OLIVER WANG, BYLINE: Kanye's album may have just come out but he's been performing for months now, whether rapping stone-faced on "Saturday Night Live" or telling the New York Times that he's a visionary like Steve Jobs or Howard Hughes. Most other artists would introduce a new song on iTunes or YouTube. But last month, Kanye debuted his single "New Slaves" by simultaneously broadcasting its video on facades of dozens of buildings around the world.


KANYE WEST: (Rapping) My mama was raised in the era when clean water was only served to the fairer skin, doing clothes you would've thought I had help but they wasn't satisfied unless I picked the cotton myself...

WANG: Over the last five years, no pop artists have proven more adept at exploiting his or her own celebrity than West. And that's meant as a compliment. When the volume and pace of new music comes at us like a torrent of sound, it's a remarkable accomplishment when an artist can grab our attention, even if only for a moment. No wonder West, with only a slight hint of irony, declares the following...


WEST: (Rapping) I am a god, hurry up with my damn massage, hurry up with my damn menage, get the Porsche out the damn garage. I am a god...

WANG: If Kanye fancies himself a god, he's apparently an angry one. Musically, "Yeezus" comes off as the vengeful, demonic twin to the chill minimalism of his "808s and Heartbreak" from five years ago. Both albums are steeped in electronic music. But while "808s" was coated in a gleaming frost, "Yeezus" is a rusted saw blade.

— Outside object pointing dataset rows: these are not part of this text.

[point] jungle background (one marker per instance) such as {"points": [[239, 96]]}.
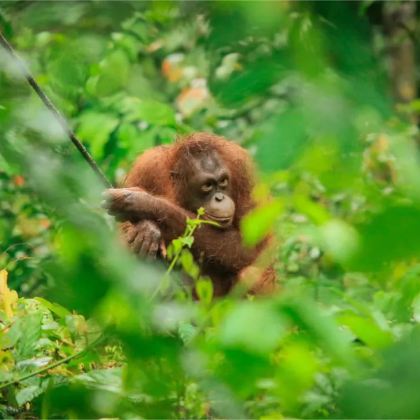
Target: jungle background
{"points": [[324, 97]]}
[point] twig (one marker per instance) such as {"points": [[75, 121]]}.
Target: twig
{"points": [[47, 102]]}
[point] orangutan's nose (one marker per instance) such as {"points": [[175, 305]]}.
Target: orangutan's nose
{"points": [[219, 197]]}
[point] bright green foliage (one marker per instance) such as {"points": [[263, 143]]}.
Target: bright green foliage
{"points": [[305, 88]]}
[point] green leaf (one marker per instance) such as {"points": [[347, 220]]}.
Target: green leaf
{"points": [[259, 222], [95, 129], [204, 289], [253, 326], [59, 310]]}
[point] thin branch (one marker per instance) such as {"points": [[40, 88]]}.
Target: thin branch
{"points": [[59, 117]]}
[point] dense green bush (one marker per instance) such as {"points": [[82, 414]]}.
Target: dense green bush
{"points": [[305, 88]]}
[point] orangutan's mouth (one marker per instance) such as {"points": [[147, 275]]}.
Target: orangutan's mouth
{"points": [[222, 221]]}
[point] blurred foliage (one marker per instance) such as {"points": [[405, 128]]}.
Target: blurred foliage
{"points": [[306, 88]]}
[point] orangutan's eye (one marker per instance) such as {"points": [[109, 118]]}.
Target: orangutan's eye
{"points": [[207, 187], [223, 183]]}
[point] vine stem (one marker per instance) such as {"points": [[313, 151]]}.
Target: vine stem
{"points": [[52, 365]]}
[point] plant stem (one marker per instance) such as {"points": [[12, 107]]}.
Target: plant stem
{"points": [[52, 365]]}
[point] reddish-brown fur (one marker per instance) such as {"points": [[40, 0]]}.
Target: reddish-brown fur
{"points": [[162, 172]]}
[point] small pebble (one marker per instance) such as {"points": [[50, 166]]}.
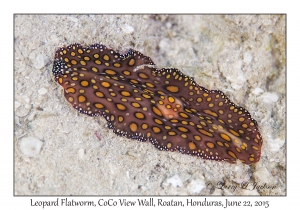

WANG: Befitting that dark, aggressive, industrial sound, Kanye's rhymes pack a vicious bite as he takes the weighty chip off his shoulder and swings it like a nail-studded bat. Everyone from talent agents to fashionistas takes a hit, but women bear the brunt of his crudest punch lines. There are few moments more brazen than "Blood On The Leaves." West manages to take "Strange Fruit" - a song, if you remember, about the lynching of black men during Jim Crow - and turns it against gossipy girlfriends, their sexual promiscuity and the cost of - alimony?


WANG: It's unsettling - and astounding - to hear Nina Simone's voice in the service of Kanye's convoluted sermonizing. But Kanye wouldn't be Kanye otherwise. "Yeezus," like West himself, can be both annoying and enthralling. But what makes him utterly fascinating goes beyond just what he says on record, or does in concert. He's more or less elevated self-aggrandizement to an art form.

"Yeezus" was meant to be an event, and it's served that mission quite well. But it also feels like a single chess move, a crafty gambit on Kanye's part to keep us guessing as to what he'll do next.


WEST: (Rapping) I know I got a bad reputation...

BLOCK: The Kanye West album is "Yeezus." Our reviewer, Oliver Wang, is an associate professor of sociology at Cal State Long Beach. He also writes the blog SoulSides.